For a variety of reasons wells can have multiple strings. One more recent example involves steam assisted gravity drainage (SAGD) installations used to recover tar sands from shallow formations. These installations use wells in combination. An injection well extends horizontally through a formation and is used to deliver steam into the formation to get the tar sands into a flowing condition as the heat added reduces viscosity. The production well is also run horizontally in the same formation and is generally below the injection well. The heated tar sands, from the steam from the injection well, flow into the production well for removal to the surface and further processing.
FIG. 5 is the current way production wells are configured in SAGD service and illustrate the problem addressed by the present invention. FIG. 5 shows a producer well W having a top casing 10 that is sealed with cement 12 and an intermediate casing 14 sealed with cement 16. The intermediate casing 14 terminates at 18 and beyond that is open hole 20. A production string 22 has an electric submersible pump (ESP) 24 at its lower end. A slotted liner 26 extends into open hole 20 and is hung at hanger 28. There is a closed end 30 on the slotted liner 26. A guide string 32 extends from the surface 34 and within the slotted liner 26 and well into the open hole 20. An instrument string 36 runs beyond end 38 of the guide string 32. Instrument string 36 is sealed at the lower end 40 and inside of it are instruments and sensors 42 that can detect temperature, pressure or other well conditions. These sensors are protected in the instrument string 36 from the harsh conditions in the open hole portion 20. It is preferred to put the ESP 24 within the intermediate casing 32 rather than in the open hole portion 20 in the event the ESP 24 needs to be removed for any reason.
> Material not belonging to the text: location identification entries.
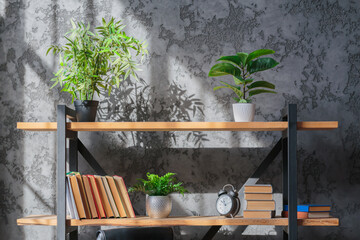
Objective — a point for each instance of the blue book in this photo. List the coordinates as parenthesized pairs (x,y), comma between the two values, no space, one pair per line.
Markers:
(310,208)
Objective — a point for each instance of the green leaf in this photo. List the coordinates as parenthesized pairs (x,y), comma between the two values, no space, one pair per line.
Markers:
(236,60)
(243,57)
(238,80)
(249,80)
(264,84)
(261,64)
(259,53)
(221,69)
(237,91)
(258,91)
(236,99)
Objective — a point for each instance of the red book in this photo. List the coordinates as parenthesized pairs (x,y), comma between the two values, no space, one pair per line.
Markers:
(96,196)
(301,215)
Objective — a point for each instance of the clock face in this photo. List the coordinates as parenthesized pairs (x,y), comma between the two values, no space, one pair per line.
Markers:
(224,204)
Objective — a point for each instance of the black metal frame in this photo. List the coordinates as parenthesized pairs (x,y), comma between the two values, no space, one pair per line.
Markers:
(287,144)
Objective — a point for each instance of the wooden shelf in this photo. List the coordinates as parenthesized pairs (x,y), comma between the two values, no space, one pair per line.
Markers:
(177,126)
(50,220)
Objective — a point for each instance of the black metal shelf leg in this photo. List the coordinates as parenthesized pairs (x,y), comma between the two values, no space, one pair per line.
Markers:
(61,170)
(292,171)
(73,166)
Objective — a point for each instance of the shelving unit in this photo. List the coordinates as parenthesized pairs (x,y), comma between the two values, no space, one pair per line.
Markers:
(68,130)
(50,220)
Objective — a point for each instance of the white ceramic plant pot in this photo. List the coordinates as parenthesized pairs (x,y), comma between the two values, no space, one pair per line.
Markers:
(158,206)
(244,112)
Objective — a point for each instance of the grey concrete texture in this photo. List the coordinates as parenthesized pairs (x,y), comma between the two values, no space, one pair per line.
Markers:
(316,43)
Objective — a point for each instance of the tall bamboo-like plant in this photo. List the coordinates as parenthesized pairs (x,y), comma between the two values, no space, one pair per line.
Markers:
(241,66)
(91,61)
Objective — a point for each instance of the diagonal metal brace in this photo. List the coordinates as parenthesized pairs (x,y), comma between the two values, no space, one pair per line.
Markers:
(252,180)
(90,158)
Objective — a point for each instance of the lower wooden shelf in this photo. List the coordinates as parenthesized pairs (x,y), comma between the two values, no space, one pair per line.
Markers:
(141,221)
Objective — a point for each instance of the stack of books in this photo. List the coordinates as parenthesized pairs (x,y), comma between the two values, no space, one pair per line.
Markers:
(310,211)
(92,196)
(260,203)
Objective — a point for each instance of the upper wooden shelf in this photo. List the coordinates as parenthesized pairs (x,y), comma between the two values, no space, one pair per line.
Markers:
(50,220)
(177,126)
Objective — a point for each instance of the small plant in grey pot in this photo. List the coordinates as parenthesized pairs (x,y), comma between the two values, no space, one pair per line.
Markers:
(91,62)
(157,190)
(242,66)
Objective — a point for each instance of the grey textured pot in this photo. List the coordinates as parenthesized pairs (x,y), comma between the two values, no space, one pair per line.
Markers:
(158,206)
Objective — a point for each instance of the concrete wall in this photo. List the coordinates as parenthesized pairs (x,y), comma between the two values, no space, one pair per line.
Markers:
(316,43)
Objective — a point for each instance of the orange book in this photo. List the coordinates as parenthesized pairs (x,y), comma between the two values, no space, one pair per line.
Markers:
(96,194)
(104,198)
(116,195)
(259,188)
(260,205)
(83,196)
(319,208)
(110,197)
(77,196)
(258,196)
(89,195)
(124,195)
(258,214)
(300,215)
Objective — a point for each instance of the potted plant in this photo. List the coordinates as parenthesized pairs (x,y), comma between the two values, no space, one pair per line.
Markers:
(157,190)
(91,62)
(242,66)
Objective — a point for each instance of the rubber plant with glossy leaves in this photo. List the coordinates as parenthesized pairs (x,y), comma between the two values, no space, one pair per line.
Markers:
(241,67)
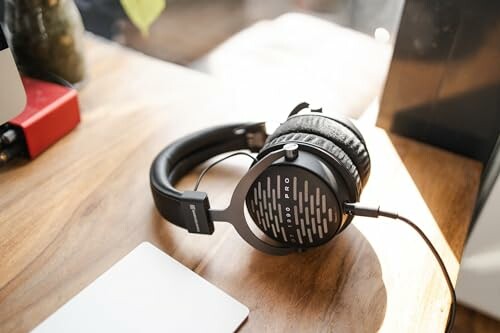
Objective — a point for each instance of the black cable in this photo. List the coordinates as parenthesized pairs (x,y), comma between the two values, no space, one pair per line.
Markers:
(217,162)
(360,210)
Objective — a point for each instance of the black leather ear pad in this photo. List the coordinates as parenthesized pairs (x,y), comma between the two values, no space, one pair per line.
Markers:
(321,143)
(337,133)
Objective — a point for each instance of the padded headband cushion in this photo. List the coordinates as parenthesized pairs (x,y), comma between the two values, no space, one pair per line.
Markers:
(321,143)
(337,132)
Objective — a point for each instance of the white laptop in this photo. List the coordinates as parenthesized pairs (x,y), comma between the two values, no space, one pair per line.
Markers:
(148,291)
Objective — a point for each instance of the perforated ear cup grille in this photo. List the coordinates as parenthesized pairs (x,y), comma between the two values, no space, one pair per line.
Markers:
(337,133)
(321,143)
(294,206)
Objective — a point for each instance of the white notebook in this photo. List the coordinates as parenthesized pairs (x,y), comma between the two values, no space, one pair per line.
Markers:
(148,291)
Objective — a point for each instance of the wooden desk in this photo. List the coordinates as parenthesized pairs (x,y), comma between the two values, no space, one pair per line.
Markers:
(72,213)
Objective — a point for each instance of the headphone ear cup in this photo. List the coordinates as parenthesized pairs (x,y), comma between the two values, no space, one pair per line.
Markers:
(315,128)
(321,143)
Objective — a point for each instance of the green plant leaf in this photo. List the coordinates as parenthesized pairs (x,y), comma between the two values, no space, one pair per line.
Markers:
(143,12)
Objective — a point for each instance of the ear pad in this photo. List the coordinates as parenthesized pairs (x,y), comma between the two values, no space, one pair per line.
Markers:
(330,135)
(322,143)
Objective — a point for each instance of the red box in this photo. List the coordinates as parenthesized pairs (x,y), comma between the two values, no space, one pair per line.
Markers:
(51,112)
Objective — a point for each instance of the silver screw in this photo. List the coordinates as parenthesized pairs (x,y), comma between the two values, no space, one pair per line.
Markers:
(291,151)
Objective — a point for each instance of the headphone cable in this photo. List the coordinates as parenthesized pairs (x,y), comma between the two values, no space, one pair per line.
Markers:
(362,210)
(202,174)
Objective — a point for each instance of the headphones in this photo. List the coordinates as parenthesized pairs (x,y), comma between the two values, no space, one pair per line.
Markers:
(295,193)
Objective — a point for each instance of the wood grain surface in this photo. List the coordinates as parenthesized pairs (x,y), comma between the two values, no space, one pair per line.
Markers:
(68,216)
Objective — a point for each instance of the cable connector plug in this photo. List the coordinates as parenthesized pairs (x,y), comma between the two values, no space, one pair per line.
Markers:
(367,210)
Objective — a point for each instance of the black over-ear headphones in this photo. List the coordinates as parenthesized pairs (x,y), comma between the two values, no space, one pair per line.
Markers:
(295,192)
(302,190)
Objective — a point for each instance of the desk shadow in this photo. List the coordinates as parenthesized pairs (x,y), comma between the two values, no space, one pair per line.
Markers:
(338,287)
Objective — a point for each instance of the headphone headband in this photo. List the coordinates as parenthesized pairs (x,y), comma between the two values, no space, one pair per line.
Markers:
(190,209)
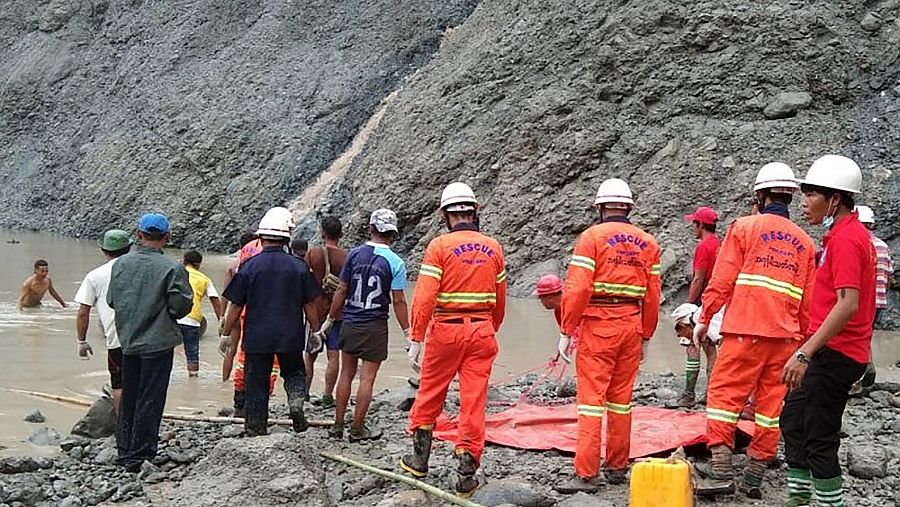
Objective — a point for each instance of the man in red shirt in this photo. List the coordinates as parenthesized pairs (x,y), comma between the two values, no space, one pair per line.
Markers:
(834,356)
(704,223)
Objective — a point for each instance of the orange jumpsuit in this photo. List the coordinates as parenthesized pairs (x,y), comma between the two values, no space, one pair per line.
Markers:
(247,251)
(613,291)
(764,273)
(459,303)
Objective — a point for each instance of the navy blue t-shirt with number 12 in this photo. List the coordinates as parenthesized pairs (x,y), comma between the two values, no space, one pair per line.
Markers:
(372,271)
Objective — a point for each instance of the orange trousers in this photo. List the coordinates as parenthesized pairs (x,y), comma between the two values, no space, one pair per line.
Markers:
(466,349)
(747,364)
(609,354)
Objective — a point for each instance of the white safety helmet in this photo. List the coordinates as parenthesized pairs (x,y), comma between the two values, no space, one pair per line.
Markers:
(835,172)
(277,222)
(614,190)
(866,215)
(777,176)
(684,313)
(458,197)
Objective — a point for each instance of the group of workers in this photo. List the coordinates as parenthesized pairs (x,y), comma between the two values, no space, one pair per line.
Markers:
(781,321)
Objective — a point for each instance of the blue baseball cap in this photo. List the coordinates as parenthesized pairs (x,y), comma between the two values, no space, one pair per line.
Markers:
(154,222)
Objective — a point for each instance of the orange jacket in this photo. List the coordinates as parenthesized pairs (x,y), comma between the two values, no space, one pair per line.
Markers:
(614,272)
(764,275)
(463,271)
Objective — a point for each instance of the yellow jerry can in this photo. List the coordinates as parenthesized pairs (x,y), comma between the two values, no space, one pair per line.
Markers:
(657,482)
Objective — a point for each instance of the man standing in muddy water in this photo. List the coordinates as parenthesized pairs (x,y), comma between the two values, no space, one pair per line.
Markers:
(37,285)
(460,299)
(149,293)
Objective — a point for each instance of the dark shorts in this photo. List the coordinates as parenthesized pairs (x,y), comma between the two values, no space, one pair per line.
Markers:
(366,340)
(114,365)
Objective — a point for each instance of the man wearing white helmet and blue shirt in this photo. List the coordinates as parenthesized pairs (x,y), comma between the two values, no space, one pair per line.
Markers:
(278,291)
(372,279)
(837,350)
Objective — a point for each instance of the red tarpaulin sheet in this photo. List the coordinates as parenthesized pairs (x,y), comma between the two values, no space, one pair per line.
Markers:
(653,430)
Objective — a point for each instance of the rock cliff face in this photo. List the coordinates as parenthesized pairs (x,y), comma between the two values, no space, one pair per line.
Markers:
(214,110)
(535,103)
(210,110)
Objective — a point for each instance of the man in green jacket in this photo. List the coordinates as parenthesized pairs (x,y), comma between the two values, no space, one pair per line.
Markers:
(149,293)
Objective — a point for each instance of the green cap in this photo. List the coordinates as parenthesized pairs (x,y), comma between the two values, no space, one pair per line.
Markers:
(115,239)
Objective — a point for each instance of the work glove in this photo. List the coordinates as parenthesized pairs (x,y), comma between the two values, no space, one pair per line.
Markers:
(413,353)
(562,348)
(84,350)
(224,345)
(645,348)
(700,331)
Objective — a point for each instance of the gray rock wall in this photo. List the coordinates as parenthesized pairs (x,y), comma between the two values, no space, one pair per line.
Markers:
(535,103)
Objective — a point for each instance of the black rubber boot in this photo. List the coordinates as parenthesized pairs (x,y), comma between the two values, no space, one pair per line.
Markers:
(417,462)
(239,397)
(466,483)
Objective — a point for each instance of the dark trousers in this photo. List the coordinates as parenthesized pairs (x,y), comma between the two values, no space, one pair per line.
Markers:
(257,369)
(145,382)
(811,417)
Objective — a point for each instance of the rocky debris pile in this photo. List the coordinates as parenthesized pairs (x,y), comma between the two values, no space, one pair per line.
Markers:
(212,464)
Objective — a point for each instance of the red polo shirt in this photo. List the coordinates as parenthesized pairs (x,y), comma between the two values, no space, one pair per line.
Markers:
(847,261)
(705,254)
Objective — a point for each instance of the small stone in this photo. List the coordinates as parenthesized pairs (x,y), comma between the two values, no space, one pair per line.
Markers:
(867,462)
(45,436)
(35,416)
(786,105)
(871,22)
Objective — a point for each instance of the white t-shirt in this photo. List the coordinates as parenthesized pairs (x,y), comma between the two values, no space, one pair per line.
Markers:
(211,293)
(92,292)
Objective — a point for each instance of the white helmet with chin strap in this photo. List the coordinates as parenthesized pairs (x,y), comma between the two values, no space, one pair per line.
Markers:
(458,197)
(615,192)
(277,223)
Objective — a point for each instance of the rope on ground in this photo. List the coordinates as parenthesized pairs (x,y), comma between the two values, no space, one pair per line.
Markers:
(428,488)
(171,417)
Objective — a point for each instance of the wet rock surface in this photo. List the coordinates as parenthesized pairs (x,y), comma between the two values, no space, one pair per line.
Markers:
(285,468)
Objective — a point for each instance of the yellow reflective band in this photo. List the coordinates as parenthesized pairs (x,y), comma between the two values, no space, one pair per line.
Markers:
(771,284)
(766,422)
(467,297)
(618,289)
(431,271)
(590,410)
(583,262)
(619,408)
(715,414)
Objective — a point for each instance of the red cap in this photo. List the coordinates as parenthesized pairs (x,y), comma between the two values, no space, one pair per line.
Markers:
(547,285)
(704,215)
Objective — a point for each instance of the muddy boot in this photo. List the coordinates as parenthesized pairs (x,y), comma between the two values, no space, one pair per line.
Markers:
(239,397)
(417,462)
(466,483)
(718,477)
(753,475)
(579,485)
(256,427)
(799,488)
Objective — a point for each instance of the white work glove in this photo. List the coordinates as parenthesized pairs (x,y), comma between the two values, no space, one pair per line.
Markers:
(326,326)
(84,350)
(700,331)
(224,345)
(562,348)
(413,353)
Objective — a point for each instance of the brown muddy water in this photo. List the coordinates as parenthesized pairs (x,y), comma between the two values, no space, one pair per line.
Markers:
(37,346)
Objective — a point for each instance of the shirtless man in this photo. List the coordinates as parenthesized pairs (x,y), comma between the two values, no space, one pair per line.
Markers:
(35,286)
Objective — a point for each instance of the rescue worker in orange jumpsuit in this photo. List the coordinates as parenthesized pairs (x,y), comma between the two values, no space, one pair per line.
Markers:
(764,273)
(459,303)
(613,292)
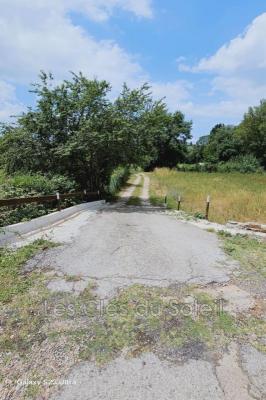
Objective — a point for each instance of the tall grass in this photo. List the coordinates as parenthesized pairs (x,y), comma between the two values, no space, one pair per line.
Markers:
(234,196)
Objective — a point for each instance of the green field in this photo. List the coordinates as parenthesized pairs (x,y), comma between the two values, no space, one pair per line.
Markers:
(234,196)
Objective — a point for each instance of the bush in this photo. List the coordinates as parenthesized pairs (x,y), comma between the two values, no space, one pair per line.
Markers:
(199,167)
(118,178)
(244,164)
(32,185)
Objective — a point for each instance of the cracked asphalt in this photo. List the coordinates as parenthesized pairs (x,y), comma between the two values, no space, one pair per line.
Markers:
(120,245)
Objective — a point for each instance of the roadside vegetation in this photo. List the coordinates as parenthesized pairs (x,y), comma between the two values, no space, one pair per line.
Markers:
(135,200)
(250,252)
(234,196)
(76,138)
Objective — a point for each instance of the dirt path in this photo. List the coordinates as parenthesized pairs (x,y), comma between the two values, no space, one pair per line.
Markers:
(120,246)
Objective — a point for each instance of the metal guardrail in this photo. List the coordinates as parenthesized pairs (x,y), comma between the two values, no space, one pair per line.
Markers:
(58,197)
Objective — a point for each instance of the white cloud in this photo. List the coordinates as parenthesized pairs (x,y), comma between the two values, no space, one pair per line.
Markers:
(175,93)
(36,36)
(239,69)
(100,10)
(247,52)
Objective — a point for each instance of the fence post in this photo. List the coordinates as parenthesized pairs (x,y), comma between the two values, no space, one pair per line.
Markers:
(207,207)
(58,201)
(179,203)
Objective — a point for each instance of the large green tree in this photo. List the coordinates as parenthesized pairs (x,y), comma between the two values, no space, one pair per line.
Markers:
(76,130)
(252,132)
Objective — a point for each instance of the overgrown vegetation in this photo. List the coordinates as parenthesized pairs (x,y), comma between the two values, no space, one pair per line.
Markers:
(13,280)
(33,184)
(77,131)
(135,200)
(250,252)
(234,148)
(233,196)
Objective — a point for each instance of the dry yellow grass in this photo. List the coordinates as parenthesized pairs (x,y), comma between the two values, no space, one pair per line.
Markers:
(234,196)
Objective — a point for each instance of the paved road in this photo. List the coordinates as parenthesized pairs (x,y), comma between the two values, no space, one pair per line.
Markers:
(121,245)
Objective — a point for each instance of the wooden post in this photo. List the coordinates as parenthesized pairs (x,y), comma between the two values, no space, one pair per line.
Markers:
(207,207)
(179,203)
(58,201)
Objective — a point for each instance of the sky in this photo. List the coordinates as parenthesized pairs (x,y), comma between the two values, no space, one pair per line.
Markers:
(206,58)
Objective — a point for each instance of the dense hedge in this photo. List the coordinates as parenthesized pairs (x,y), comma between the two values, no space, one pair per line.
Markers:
(118,179)
(32,185)
(244,164)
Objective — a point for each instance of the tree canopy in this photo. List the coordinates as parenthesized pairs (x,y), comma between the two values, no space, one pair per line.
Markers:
(75,129)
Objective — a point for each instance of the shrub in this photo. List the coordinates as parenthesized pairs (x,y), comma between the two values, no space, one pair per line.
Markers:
(32,185)
(118,178)
(199,167)
(244,164)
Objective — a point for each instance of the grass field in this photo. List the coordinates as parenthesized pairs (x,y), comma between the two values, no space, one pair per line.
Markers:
(234,196)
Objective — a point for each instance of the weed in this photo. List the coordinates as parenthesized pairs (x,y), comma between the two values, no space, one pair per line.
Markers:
(233,196)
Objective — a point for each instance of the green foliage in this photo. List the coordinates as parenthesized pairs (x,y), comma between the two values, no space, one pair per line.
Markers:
(32,185)
(222,144)
(76,131)
(13,280)
(252,132)
(244,164)
(118,178)
(199,167)
(250,252)
(234,148)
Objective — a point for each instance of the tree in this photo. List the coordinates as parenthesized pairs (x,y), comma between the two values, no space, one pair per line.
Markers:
(75,130)
(252,132)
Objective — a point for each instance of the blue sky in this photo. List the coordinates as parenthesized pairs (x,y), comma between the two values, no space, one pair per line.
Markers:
(207,58)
Those skilled in the art will appreciate that normally without steam injection, there is no flow in the producer well W. In order to make the tar sands flowable the producer well needs to be heated from the injector well and from steam delivered to the producer well. This is a very slow process that can take months. Once the producer well is at temperature it is full with steam and condensate. If the ESP 24 develops a problem and needs to be removed the well W first had to be killed with water added from the surface 34 before a wellhead (not shown) could be removed so that the ESP 24 could come out. If the wellhead were simply removed and the well W were still live, the condensate in the open hole 20 would experience a pressure reduction and flash to steam and come out at the surface 34 since the wellhead was no longer in position. This would create a very dangerous condition at the surface. The alternative now available is killing the well with fluid before taking off the wellhead so that the flashing of condensate doesn't occur at the surface and possibly injure personnel. The problem with killing the well is that it takes so long to reheat it after it cools and it potentially does not produce as well even after it is put back in service after a months long warm up.
The present invention seeks to provide a way to remove the ESP 24 without having to kill the well W. The downhole equipment is reconfigured to provide a seal between the casing and the slotted liner and another seal between the guide string and the inside of the slotted liner. The guide string features internal seal bores and a ported sub or a sleeve type valve that allows flow to the ESP for production but cuts off flow to the ESP when the concentric string which could hold instruments is moved with respect to its surrounding guide string. With the well isolated below the ESP the production string with the ESP at its lower end can be pulled without killing the well as will be explained in detail below.
U.S. Pat. No. 6,328,111 is relevant to inserting an ESP into a live well that has a single string.